I completely agree with what the hon. Gentleman says about the strain on council finances. Councils often run swimming pools, but Hampton pool in my constituency—recently voted one of the country’s top seven heated lidos—is totally community run, by a charitable trust. It is not run by the local authority, so it does not have that level of security, and given that it has been left out of the energy bills discount scheme update that was announced yesterday, it is under a lot of financial pressure. I welcome the fact that the Minister will hold a roundtable, but it is important to recognise that not all swimming pools are run by local authorities.

Jeff Smith

The hon. Lady makes a really important point. The announcement of the new energy bills discount scheme yesterday came as a massive disappointment to the sector. There is no mention of sport and leisure facilities, no acknowledgment in the scheme that certain services such as swimming pools are particularly energy-intensive—they are not on the list of energy-intensive sectors—and no offer of bespoke support. To quote Huw Edwards, the chief executive of ukactive, the new scheme

“will fail to give thousands of pools, leisure centres, and gyms the support they need to avoid further service restrictions, closures, and job losses.”

Ukactive says that 40% of council areas are at risk of losing their leisure centres or seeing a reduced service before the end of March this year, so the support that has been offered past that point will come too late for many.

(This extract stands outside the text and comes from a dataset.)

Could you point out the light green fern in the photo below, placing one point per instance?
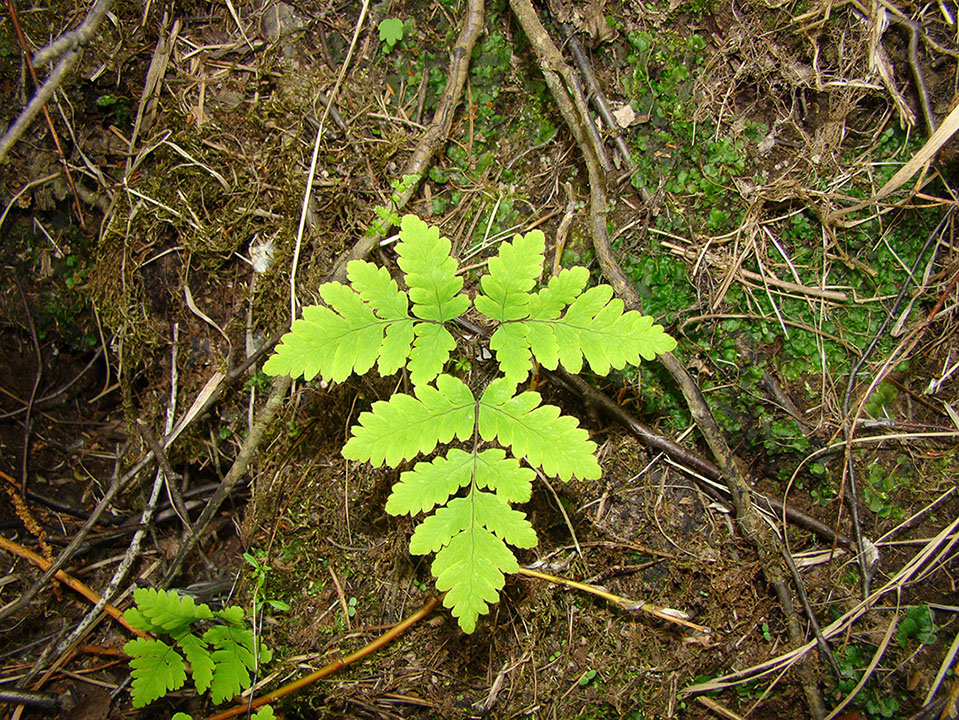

I have to ask the Minister, what are the Government going to do to save these vital community assets? I look forward to the roundtable and hearing what he develops from that, but are they content to see pools and leisure centres close up and down the country? How does he plan to boost physical activity rates and sporting participation when the Government’s lack of support will lead to closures and price rises? It is not just councils that are feeling the pinch. Over a quarter of adults across the UK think they will need to cut back on their own sport and physical activity because of rising costs, so will the sports strategy, whenever we see it, contain plans to save our leisure facilities?

A decade on from the 2012 Olympics, despite the success of our brilliant athletes and the best efforts of our community volunteers, physical activity is flatlining, school sport is declining and facilities are under threat. The Government have failed to make the best of sport as a vital element to prevent ill health and boost the economy. Those failures will cost us all more in the long run, piling pressure on public services. The Government should use this debate as an opportunity to set out what they will do differently to promote PE in schools, address the inequalities in opportunity and participation, ensure we have the pools, gyms and leisure centres we need and to build a proper legacy for the money we have spent and the brilliance of the sporting heroes who inspire us. It is time for the Government to raise their game.